Assam does not need Gujarat model, says Rahul

March 28, 2014 01:54 pm | Updated May 19, 2016 12:12 pm IST - GUWAHATI

India's ruling Congress party Vice-President Rahul Gandhi shakes hands with supporters during an election campaign rally in Dibrugarh, in the northeastern Indian state of Assam, Thursday, March 27, 2014. India will hold national elections from April 7 to May 12, kicking off a vote that many observers see as the most important election in more than 30 years in the world's largest democracy. (AP Photo/Anupam Nath)

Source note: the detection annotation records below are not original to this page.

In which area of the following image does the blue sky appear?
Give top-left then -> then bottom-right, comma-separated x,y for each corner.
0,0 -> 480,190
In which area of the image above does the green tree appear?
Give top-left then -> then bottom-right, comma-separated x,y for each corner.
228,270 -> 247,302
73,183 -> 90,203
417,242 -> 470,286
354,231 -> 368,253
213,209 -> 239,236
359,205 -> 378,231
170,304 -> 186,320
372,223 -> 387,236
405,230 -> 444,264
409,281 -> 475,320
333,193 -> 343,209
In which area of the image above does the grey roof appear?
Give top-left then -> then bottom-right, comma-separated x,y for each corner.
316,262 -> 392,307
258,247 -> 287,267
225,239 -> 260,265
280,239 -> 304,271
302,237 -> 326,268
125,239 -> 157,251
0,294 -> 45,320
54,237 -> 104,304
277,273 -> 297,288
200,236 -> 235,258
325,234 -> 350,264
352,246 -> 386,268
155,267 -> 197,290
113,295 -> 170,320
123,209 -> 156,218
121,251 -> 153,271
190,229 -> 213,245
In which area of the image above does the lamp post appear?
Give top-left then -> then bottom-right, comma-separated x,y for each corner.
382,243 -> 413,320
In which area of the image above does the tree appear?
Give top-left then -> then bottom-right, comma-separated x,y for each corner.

India's ruling Congress party Vice-President Rahul Gandhi shakes hands with supporters during an election campaign rally in Dibrugarh, in the northeastern Indian state of Assam, Thursday, March 27, 2014. India will hold national elections from April 7 to May 12, kicking off a vote that many observers see as the most important election in more than 30 years in the world's largest democracy. (AP Photo/Anupam Nath)

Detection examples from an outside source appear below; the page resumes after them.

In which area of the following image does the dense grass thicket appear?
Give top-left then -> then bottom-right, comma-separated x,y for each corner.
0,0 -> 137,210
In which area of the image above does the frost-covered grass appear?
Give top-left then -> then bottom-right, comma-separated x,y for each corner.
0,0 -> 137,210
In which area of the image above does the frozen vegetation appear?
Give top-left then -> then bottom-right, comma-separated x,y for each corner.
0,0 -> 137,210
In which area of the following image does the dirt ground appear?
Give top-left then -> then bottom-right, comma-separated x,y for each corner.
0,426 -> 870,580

Congress vice-president Rahul Gandhi said on Thursday that Assam did not need the BJP’s ‘Gujarat model’ for development, and the State needed its own model which was already there.

Addressing an election rally at Biswanth Chariali in the Tezpur Lok Sabha constituency, he said every State had its own knowledge base, history and thought, and one single model would not work everywhere. It was not the Narendra Modi government that shaped Gujarat’s model. The model, which had been in existence for long, was fashioned by women, workers and farmers of that State. While India was a country of thousands of ideas, the BJP believed that it was a country of only one idea.

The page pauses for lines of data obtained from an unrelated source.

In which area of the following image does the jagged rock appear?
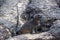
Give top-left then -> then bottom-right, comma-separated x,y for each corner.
0,0 -> 4,7
0,24 -> 12,40
49,20 -> 60,38
0,0 -> 29,33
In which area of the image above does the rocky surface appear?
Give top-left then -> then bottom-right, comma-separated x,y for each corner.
0,0 -> 60,40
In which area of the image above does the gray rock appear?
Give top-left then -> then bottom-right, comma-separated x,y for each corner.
0,24 -> 12,40
49,20 -> 60,38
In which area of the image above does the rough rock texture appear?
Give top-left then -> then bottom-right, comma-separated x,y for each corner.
0,0 -> 60,40
0,25 -> 12,40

Mr. Gandhi said the country should learn from Assam how to tackle violence though peaceful means and bring back peace to facilitate rapid development. He said the BJP-led National Democratic Alliance’s ‘India shining’ campaign during the 2004 general election went up like a hot air balloon, but it burst with a loud sound when the votes were counted. In 2009 too, the BJP’s campaign went up like another hot air balloon and the media said the Congress would not be able to form the government. But the balloon burst with a louder sound. The BJP’s campaign this time would burst three times louder. “I cannot speak of India shining. India will shine only when there is no poor man left in the country,” he said. Thousands of Congress workers defied a 12-hour State-wide bandh called by the National Democratic Front of Boroland (Songbjit) to attend the rally in support of Congress candidate Bhupen Kumar Bora. Later, Mr. Gandhi addressed another rally in the Dibrugarh Lok Sabha constituency of upper Assam.